Jean Petitot, Morphologie et Estbétique. La forme et le Sens chez Goethe, Lessing, Lévi-Strauss, Kant, Valéry, Husserl, Eco, Proust, Stendhal
Jean Petitot, Morphologie et Estbétique. La forme et le Sens cbez Goethe, Lessing, Lévi- Strauss, Kant, Valéry, Husserl, Eco, Proust, Stendhal, Paris, Maisonneuve et Larose, 2004, pp. 374.
Testo integrale
1Se negli ultimi anni sempre di più si è posta l’emergenza per l’estetica di stabilire interazioni con altri ambiti di ricerca scientifica, è pur vero che rari sono i casi di autori capaci di sviluppare la propria indagine su terreni eterogenei.

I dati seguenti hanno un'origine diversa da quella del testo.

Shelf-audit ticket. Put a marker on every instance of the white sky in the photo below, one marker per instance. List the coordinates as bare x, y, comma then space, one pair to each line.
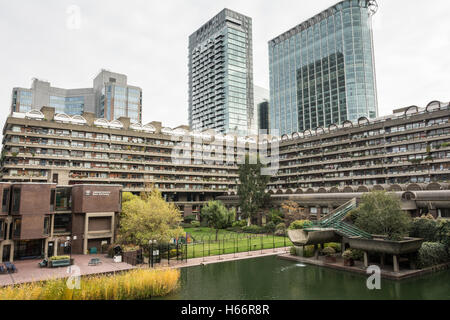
148, 40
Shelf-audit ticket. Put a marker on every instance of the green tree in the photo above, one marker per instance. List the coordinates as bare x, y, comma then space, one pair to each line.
380, 213
217, 216
149, 217
252, 188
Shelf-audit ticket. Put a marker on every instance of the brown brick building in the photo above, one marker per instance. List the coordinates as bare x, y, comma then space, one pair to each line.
43, 219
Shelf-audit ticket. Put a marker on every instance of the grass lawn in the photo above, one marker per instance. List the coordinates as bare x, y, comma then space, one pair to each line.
230, 242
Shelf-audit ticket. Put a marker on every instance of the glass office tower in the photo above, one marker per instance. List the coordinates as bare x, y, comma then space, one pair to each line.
221, 75
322, 72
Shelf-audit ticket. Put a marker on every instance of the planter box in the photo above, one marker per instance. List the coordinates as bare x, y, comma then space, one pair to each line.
349, 262
381, 245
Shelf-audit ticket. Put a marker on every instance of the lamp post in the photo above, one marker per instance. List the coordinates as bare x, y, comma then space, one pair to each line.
150, 257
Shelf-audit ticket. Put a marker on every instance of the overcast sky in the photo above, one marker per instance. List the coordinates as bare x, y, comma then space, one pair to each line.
148, 40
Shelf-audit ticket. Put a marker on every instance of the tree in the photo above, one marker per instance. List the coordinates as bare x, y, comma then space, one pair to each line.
252, 188
149, 217
217, 216
292, 212
380, 213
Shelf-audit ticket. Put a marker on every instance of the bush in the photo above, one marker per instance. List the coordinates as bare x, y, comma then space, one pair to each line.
347, 255
328, 251
335, 246
443, 234
357, 255
280, 229
189, 219
135, 285
431, 254
253, 229
300, 224
270, 227
240, 224
195, 224
55, 258
425, 228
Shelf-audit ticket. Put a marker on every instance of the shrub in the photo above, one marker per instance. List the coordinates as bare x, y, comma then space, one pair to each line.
347, 255
293, 251
136, 285
189, 219
253, 229
357, 255
280, 229
335, 246
328, 251
300, 224
431, 254
240, 224
270, 227
195, 224
443, 233
425, 228
55, 258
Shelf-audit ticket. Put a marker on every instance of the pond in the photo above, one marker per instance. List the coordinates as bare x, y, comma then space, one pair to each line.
270, 278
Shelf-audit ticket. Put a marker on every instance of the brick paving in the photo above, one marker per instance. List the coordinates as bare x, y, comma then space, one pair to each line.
29, 271
223, 258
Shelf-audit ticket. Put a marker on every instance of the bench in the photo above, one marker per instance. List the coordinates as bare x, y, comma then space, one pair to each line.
60, 263
94, 262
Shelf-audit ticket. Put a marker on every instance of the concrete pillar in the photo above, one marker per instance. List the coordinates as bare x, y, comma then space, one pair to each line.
86, 231
395, 260
366, 259
316, 252
55, 249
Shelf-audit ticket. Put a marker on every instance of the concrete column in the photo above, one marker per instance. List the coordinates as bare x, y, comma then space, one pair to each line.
55, 249
316, 252
46, 248
396, 267
366, 259
86, 230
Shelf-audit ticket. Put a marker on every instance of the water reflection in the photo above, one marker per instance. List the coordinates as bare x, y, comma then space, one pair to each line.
270, 278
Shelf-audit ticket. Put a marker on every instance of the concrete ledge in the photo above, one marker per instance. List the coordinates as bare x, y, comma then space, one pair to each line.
385, 274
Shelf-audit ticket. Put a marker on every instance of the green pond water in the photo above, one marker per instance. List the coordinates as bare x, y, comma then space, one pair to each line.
271, 278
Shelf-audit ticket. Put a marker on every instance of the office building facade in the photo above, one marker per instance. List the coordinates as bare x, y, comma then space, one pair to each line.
111, 98
221, 75
322, 72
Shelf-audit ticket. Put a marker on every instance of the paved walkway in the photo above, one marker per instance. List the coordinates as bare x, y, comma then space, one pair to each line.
223, 258
29, 271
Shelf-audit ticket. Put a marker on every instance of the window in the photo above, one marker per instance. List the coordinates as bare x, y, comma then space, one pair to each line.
16, 199
46, 226
5, 200
52, 200
17, 225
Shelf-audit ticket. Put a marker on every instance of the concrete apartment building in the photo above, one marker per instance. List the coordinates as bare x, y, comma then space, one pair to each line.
221, 75
37, 218
407, 151
110, 97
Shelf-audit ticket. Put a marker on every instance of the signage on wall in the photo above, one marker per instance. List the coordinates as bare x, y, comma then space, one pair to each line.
98, 193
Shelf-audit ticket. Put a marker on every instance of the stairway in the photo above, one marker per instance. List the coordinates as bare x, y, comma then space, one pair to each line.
334, 220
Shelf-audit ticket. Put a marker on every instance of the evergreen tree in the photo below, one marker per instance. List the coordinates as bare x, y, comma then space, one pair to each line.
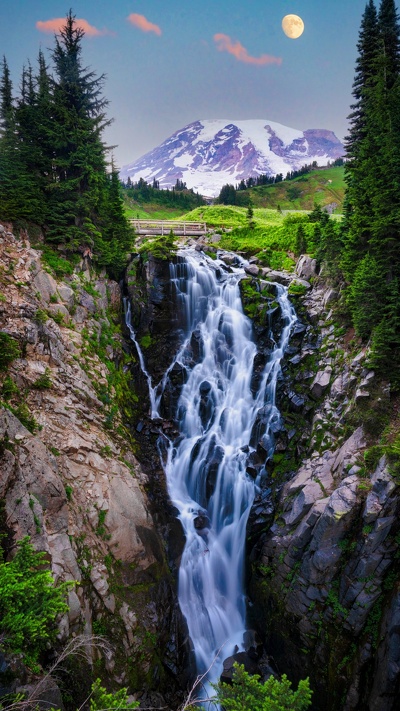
79, 154
371, 254
227, 195
359, 143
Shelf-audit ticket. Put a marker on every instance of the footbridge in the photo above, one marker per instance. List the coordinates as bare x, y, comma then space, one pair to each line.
163, 227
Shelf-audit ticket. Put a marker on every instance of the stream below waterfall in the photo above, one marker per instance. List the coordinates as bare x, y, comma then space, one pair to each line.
206, 465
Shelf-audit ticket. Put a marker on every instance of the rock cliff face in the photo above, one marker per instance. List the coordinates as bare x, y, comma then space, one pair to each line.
325, 574
323, 533
69, 477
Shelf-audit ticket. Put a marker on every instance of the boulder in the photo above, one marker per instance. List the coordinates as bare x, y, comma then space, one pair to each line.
251, 269
320, 383
45, 285
306, 267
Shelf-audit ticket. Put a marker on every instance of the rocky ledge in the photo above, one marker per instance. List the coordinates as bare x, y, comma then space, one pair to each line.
70, 479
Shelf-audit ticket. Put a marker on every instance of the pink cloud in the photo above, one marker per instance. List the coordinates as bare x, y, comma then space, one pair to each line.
55, 25
226, 44
143, 24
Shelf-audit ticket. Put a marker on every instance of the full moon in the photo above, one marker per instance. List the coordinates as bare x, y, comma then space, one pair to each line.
293, 26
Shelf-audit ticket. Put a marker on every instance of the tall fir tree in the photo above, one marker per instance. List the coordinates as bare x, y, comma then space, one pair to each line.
371, 235
79, 153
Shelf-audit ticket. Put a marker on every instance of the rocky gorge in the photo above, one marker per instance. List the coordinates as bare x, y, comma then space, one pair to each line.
81, 474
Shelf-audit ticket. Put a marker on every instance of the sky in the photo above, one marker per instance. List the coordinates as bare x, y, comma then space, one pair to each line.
169, 63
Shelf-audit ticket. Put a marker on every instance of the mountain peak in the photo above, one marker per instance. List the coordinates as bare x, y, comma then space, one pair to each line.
209, 153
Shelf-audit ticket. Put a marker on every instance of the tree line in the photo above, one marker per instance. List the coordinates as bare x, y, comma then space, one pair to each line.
54, 168
230, 194
179, 196
364, 255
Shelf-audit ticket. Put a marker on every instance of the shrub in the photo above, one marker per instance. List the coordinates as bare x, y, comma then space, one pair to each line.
29, 603
117, 700
247, 693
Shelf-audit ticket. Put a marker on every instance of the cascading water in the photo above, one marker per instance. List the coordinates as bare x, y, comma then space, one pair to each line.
206, 466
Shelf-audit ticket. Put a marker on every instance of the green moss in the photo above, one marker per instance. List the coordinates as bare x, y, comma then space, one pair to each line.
146, 341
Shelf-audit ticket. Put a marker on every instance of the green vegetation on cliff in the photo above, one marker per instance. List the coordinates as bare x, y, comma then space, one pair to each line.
53, 161
366, 258
142, 200
29, 603
246, 693
321, 186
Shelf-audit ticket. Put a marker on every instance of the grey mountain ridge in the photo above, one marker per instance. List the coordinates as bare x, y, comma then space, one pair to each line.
207, 154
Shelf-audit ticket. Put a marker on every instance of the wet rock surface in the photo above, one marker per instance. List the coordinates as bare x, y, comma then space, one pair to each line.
323, 532
74, 485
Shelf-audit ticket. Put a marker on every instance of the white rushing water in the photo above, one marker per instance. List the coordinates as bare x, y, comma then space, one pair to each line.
206, 467
206, 470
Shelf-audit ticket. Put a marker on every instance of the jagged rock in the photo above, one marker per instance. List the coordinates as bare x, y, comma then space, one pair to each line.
301, 282
320, 383
306, 267
45, 285
280, 277
55, 309
251, 269
331, 296
66, 294
75, 487
360, 395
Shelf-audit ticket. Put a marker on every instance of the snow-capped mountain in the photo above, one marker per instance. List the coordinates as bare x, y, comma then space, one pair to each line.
208, 154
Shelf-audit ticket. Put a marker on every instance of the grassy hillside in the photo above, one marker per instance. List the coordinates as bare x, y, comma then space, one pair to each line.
273, 235
323, 186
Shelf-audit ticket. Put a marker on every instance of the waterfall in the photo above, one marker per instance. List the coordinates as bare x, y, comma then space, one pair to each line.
152, 391
206, 466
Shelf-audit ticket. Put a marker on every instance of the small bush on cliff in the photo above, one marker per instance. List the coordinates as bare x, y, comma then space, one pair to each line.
116, 700
247, 693
29, 603
163, 247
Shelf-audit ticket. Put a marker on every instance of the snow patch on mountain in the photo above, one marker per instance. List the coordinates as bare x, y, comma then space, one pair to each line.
208, 154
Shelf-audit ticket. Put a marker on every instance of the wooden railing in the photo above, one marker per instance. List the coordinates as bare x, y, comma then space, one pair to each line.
163, 227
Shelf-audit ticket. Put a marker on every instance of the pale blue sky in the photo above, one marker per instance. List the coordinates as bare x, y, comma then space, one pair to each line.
160, 80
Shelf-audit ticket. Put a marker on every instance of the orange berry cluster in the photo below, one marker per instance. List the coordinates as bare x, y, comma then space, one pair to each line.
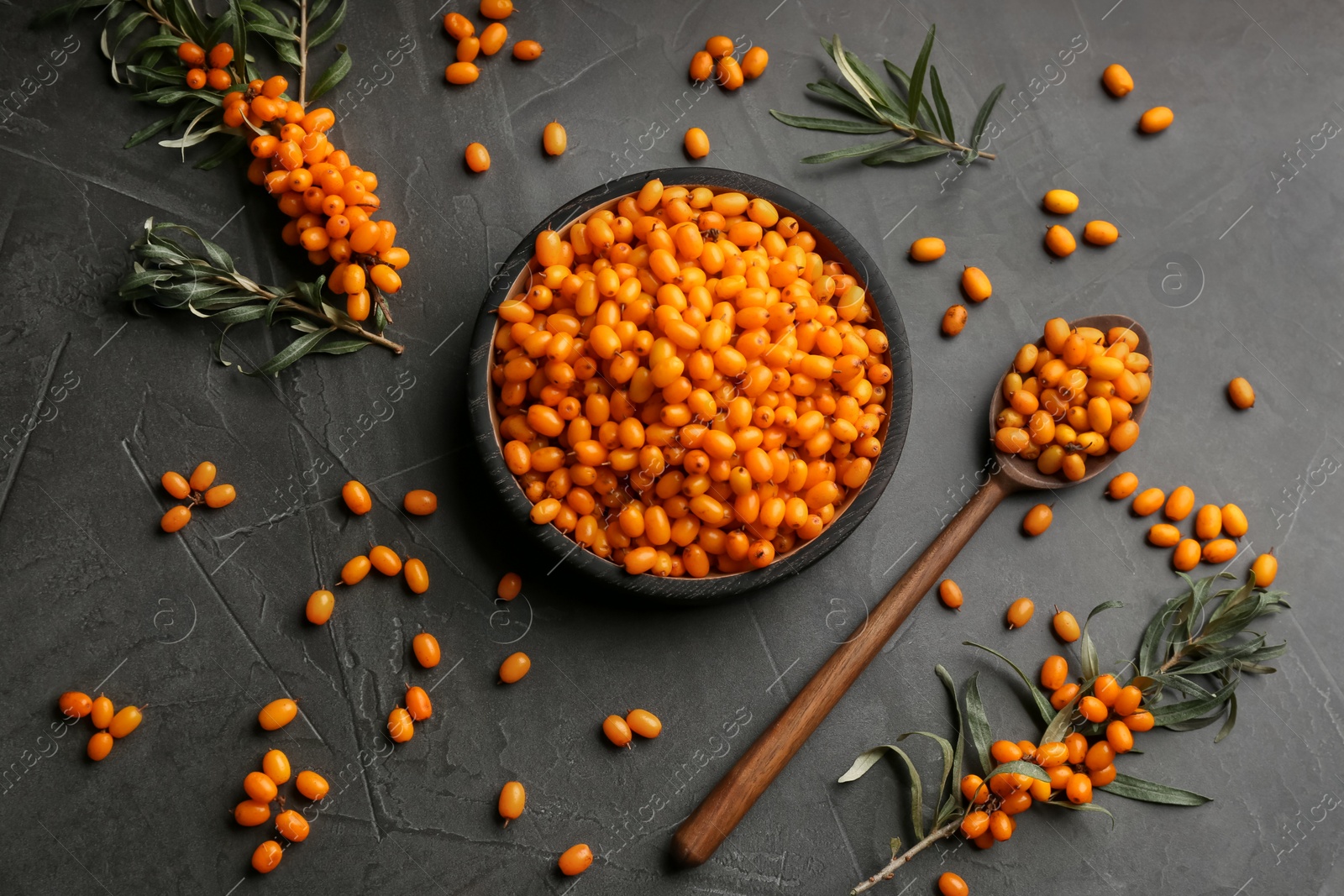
328, 201
1077, 399
689, 383
1211, 523
262, 789
112, 725
198, 488
718, 62
218, 76
1073, 765
490, 42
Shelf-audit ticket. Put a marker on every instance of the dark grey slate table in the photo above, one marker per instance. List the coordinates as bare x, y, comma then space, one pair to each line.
1230, 255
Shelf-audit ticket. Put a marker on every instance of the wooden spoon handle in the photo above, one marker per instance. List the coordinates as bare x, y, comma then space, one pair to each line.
730, 799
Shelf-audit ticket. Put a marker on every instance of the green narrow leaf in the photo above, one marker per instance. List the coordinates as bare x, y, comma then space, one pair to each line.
851, 152
840, 125
333, 74
905, 155
291, 354
940, 103
1090, 665
914, 97
983, 117
979, 723
1043, 708
1149, 792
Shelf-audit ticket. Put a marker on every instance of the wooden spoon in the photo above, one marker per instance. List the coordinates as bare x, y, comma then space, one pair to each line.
730, 799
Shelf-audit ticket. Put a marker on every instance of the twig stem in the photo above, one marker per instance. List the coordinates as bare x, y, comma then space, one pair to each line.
886, 873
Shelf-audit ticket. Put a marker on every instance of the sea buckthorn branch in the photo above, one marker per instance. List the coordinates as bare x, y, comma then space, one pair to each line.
207, 285
1200, 633
925, 130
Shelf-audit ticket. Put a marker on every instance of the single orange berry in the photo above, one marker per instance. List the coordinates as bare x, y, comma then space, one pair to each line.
515, 667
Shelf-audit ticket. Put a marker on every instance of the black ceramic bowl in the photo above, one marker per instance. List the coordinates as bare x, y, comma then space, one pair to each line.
833, 242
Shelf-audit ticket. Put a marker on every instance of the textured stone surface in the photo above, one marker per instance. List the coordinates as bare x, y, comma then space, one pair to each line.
1229, 255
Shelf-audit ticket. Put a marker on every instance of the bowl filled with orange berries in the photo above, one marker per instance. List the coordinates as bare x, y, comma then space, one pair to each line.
690, 383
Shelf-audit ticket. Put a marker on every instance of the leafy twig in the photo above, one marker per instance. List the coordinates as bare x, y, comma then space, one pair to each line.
909, 116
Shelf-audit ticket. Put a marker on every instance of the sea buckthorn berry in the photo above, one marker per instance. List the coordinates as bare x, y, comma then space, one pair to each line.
1241, 392
1148, 501
644, 723
1180, 504
1061, 242
401, 727
512, 801
951, 884
260, 788
718, 46
1265, 569
954, 320
1142, 720
1092, 710
974, 824
417, 577
617, 731
492, 39
510, 586
175, 519
1061, 202
250, 813
292, 826
425, 647
976, 285
276, 766
459, 26
356, 497
101, 712
528, 50
74, 705
1066, 626
127, 720
1054, 672
1038, 520
202, 476
927, 249
696, 143
974, 790
277, 714
1079, 789
221, 496
1019, 613
754, 63
266, 857
461, 73
702, 66
1186, 557
575, 860
1163, 535
1100, 233
192, 54
515, 667
312, 785
355, 570
1122, 486
477, 157
1117, 80
554, 139
1155, 120
418, 703
175, 485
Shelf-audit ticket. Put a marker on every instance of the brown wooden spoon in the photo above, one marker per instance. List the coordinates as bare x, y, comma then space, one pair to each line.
736, 793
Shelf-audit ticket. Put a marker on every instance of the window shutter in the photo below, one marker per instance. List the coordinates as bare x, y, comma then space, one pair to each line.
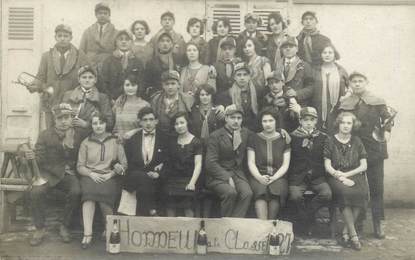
21, 23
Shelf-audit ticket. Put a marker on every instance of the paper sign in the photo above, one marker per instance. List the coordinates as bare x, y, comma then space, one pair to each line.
178, 235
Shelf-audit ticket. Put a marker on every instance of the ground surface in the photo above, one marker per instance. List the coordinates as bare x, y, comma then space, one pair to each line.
399, 244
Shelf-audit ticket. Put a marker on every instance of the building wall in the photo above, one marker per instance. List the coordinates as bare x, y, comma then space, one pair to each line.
375, 39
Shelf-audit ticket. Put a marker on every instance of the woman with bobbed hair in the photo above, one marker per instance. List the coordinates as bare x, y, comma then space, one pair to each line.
277, 27
195, 28
345, 159
330, 85
141, 48
222, 29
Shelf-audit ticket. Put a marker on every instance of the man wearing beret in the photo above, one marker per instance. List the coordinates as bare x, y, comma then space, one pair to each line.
373, 113
97, 41
167, 21
56, 158
310, 41
58, 71
226, 167
170, 101
243, 94
252, 21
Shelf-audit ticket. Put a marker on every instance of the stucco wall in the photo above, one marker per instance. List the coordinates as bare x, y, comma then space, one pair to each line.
374, 39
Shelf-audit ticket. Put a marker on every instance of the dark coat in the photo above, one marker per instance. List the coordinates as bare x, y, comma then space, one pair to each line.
307, 162
316, 99
222, 162
52, 156
137, 170
112, 77
318, 41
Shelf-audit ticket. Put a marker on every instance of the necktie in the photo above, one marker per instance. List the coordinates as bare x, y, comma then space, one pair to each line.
236, 140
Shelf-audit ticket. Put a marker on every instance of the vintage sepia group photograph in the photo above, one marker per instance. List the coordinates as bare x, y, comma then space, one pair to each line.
207, 129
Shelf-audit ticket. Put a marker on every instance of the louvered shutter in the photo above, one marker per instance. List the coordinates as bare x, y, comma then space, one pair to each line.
21, 51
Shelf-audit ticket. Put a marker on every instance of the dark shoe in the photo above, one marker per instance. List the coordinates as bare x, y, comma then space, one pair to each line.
86, 241
356, 245
379, 229
64, 234
37, 237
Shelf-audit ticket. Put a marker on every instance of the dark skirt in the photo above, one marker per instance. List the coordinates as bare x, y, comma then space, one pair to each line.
107, 192
175, 194
355, 196
278, 188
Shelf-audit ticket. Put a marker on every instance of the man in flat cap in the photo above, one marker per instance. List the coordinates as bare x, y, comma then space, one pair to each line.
252, 21
97, 41
167, 21
226, 169
243, 94
58, 71
56, 158
310, 41
170, 100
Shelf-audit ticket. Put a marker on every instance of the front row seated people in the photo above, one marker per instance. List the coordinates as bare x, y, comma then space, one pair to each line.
225, 164
56, 158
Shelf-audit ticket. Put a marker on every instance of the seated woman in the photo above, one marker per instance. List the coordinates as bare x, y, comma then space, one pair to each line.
195, 29
127, 106
101, 158
330, 85
86, 100
118, 65
268, 161
345, 161
184, 167
259, 66
205, 116
141, 48
194, 73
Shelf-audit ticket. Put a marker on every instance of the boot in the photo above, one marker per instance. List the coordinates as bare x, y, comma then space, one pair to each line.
379, 229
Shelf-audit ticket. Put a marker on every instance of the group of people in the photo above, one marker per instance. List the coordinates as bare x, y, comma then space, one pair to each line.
256, 117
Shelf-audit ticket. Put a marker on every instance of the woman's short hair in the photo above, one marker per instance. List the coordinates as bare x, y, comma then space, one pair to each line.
336, 53
194, 20
257, 44
277, 18
145, 111
356, 123
143, 23
178, 115
268, 111
207, 88
226, 22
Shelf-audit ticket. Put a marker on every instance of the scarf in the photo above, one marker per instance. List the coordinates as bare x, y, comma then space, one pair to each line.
308, 44
308, 137
353, 100
235, 92
331, 89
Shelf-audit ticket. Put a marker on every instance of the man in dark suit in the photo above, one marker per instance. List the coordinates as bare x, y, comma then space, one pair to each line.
225, 165
56, 158
146, 155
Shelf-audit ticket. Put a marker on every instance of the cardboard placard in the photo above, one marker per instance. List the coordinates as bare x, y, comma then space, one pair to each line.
178, 235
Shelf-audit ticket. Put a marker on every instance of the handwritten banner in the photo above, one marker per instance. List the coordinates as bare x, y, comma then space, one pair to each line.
178, 235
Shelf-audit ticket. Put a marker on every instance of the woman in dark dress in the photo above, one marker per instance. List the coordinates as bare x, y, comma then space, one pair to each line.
183, 169
101, 158
345, 161
205, 116
268, 161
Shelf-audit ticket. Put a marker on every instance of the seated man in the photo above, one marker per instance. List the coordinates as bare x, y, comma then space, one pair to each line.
307, 166
225, 165
243, 94
56, 157
146, 154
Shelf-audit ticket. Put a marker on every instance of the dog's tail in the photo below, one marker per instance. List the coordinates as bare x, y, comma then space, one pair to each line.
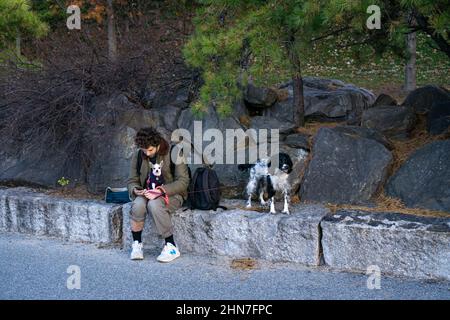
245, 166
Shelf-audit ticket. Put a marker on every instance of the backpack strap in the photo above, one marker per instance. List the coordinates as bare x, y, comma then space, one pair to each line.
190, 202
139, 163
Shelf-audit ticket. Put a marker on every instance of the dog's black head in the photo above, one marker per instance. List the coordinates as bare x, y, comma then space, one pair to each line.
285, 163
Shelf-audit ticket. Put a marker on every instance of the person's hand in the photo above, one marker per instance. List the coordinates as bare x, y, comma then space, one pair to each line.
153, 194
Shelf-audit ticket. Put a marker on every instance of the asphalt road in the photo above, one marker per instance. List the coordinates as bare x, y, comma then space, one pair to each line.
37, 268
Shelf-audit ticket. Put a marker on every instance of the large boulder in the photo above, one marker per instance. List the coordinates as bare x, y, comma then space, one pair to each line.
231, 179
39, 167
422, 99
260, 97
397, 244
393, 122
325, 99
384, 100
423, 180
348, 166
298, 140
438, 119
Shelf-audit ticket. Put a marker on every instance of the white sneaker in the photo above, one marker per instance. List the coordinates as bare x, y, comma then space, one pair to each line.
169, 253
136, 251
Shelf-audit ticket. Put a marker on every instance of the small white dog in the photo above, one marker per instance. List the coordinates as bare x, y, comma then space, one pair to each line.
263, 182
155, 178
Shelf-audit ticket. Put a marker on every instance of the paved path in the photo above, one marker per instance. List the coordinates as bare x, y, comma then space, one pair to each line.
36, 268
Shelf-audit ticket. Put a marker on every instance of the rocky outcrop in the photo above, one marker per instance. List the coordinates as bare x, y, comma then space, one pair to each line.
397, 244
241, 233
347, 240
393, 122
324, 99
349, 165
422, 99
423, 180
260, 97
438, 119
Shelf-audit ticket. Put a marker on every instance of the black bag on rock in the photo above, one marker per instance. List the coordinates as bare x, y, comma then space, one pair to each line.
204, 190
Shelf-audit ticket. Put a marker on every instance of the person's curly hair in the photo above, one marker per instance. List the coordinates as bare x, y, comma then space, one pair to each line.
150, 137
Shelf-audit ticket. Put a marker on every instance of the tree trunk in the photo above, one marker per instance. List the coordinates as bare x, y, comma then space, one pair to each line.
112, 37
410, 68
18, 45
299, 100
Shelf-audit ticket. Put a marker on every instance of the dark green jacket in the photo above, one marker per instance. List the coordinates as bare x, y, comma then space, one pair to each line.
177, 184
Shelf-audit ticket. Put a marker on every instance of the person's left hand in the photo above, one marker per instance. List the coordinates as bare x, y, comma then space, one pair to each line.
152, 195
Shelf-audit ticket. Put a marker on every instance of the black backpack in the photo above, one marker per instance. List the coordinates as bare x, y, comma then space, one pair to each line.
204, 190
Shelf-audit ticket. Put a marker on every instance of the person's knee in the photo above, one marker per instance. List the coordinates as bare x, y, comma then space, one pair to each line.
138, 210
155, 206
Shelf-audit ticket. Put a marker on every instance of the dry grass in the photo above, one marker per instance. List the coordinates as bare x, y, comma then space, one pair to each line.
419, 137
244, 264
77, 193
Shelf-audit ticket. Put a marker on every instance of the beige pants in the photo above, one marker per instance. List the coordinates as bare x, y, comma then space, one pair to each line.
160, 212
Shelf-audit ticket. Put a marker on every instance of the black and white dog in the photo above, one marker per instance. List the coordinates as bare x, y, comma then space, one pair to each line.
263, 180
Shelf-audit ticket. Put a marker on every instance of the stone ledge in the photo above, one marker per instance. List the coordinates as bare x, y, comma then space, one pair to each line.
242, 233
24, 210
398, 244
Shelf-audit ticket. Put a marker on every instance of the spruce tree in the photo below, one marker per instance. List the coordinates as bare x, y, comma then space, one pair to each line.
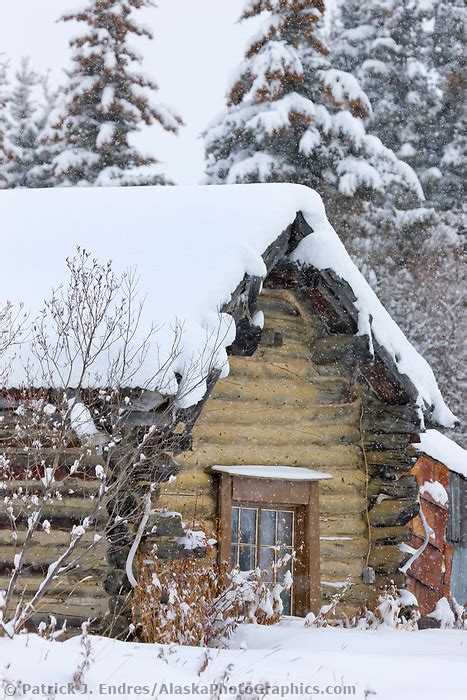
21, 129
388, 45
449, 59
293, 116
107, 100
47, 146
3, 121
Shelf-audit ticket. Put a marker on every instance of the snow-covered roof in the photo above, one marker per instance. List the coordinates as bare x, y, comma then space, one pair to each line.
190, 246
444, 450
259, 471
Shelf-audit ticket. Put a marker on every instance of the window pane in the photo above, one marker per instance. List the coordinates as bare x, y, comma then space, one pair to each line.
247, 558
286, 598
234, 555
235, 524
268, 527
459, 574
266, 560
284, 528
248, 525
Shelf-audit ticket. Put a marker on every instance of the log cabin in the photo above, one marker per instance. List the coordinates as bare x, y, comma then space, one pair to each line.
438, 537
294, 398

Tra questi c’è Jean Petitot che con originalità conduce il proprio lavoro incrociando le due linee sulle quali si è formato: Thom e Greimas. Proseguendo nella direzione di Morfogenesi del Senso e Fisica del Senso, Morphologie et Estbétique, che rielabora ricerche condotte già da diversi anni da Petitot, è occasione preziosa per vedere all’opera, su questioni estetiche, un modello articolato di strutturalismo dinamico. Di tale modello è così possibile comprendere la configurazione dei suoi oggetti, il suo fondamento nella relazione tra il concetto di forma e quello di struttura, la sua relazione con filosofia e arti, e il percorso che dalla morfologia del sensibile conduce all’indagine sul senso.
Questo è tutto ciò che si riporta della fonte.